An obstacle that comes up with many environmental issues is so-called NIMBY arguments – not in my backyard. Necessary infrastructure is often delayed because communities don’t want them in their area, and in the case of prescribed-burns people don’t want smoke to blow into their town. There is, however, far less smoke caused by a controlled burn than what the West Coast is now experiencing. For almost an entire month, areas of California have been deemed unsafe to breath in. Oregon and Washington are even worse off on the air quality index and smoke has made it to the East Coast and parts of Europe.

In the face of growing destruction, Governor Newsom and the U.S. Forest Service chief have signed a memorandum of understanding to say that California needs to do more prescribed burnings. Advocates, scientists, and professionals in the field have been lobbying for decades to have more burns.
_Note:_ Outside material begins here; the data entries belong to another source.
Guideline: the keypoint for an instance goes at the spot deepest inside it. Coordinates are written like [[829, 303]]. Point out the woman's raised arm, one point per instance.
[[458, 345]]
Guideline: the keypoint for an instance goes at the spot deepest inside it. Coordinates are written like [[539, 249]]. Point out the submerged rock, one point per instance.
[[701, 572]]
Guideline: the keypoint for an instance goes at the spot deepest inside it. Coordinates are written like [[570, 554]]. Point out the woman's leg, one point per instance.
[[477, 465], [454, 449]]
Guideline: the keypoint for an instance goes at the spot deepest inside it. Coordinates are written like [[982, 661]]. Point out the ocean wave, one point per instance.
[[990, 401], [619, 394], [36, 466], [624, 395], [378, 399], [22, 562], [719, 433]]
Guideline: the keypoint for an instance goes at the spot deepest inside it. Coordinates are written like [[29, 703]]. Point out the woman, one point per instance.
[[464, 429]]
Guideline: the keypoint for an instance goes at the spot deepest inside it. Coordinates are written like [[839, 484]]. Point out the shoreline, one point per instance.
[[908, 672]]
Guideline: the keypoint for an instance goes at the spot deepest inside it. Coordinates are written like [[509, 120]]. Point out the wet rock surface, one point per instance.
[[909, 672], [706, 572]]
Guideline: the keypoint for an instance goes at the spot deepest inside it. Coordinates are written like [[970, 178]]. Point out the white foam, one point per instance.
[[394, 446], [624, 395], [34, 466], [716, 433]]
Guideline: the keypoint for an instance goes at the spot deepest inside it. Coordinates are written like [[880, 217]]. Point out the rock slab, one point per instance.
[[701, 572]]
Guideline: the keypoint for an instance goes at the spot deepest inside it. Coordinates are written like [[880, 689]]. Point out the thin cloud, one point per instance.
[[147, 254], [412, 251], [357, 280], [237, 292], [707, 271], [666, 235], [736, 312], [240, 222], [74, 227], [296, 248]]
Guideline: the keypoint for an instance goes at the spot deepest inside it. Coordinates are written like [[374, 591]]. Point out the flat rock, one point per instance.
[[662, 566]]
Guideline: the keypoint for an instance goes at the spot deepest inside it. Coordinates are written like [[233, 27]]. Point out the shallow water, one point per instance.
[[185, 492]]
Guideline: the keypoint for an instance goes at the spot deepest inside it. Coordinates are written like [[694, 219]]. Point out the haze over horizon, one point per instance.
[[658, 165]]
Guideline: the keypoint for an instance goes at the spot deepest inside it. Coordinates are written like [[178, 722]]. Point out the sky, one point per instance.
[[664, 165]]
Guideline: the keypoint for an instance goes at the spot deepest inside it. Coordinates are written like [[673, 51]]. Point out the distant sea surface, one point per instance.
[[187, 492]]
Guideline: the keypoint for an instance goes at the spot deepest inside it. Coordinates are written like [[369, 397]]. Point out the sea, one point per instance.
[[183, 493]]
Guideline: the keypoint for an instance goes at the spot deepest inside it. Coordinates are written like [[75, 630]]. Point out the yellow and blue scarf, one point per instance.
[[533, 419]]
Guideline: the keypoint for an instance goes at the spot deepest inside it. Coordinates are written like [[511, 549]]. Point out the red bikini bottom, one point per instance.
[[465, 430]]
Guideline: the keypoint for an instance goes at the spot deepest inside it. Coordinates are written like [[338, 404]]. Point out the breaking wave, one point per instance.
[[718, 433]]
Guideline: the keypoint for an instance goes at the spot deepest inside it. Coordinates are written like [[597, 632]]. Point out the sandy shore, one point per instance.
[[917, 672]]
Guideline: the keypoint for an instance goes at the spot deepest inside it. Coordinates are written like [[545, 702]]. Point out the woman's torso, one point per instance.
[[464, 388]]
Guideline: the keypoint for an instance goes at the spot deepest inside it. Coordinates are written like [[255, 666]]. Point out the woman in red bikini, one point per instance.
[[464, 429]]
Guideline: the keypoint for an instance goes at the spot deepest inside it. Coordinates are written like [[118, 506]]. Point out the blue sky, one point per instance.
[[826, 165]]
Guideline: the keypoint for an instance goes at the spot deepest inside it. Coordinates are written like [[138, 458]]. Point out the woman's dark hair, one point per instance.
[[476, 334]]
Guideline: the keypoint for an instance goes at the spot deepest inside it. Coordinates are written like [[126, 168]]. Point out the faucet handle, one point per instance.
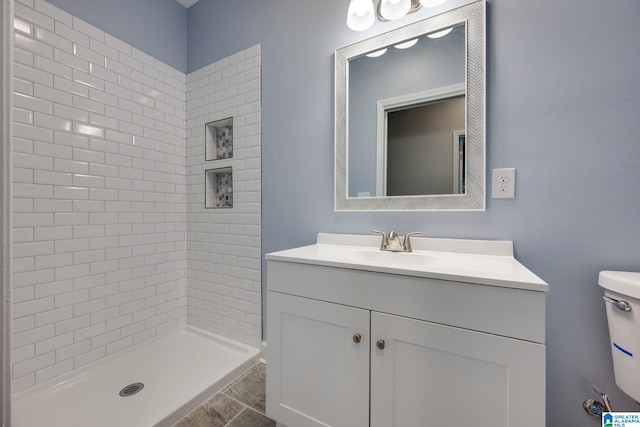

Tim Ingalsbee, a former firefighter with a PhD in environmental sociology, started Firefighters United for Safety, Ethics, and Ecology (FUSEE) in 2005. 15 years of lobbying to prevent a disaster like is currently taking place left him and many others uncertain of the value this memorandum actually holds.

The memorandum states that “California’s forests naturally adapted to low-intensity fire, nature’s preferred management tool, but Gold Rush-era clearcutting followed by a wholesale policy of fire suppression resulted in the overly dense, ailing forests that dominate the landscape today.” Additionally, it claims that they will “use science to inform and prioritize stewardship decisions.”

At the very least, the memorandum sets up a foundation for preventing tragedies moving forward. If the policy makers don’t follow through with the commitment, the memorandum can be a way to hold their feet to the fire politically, since they are now on record stating they understand what is wrong with current fire prevention standards.

There is no easy path forward, but in a time of unprecedented divisiveness in the U.S. one thing all citizens can agree on is that the 2020 wildfires are a tragedy and that working together to stop fires of this scale is in everyone’s best interest.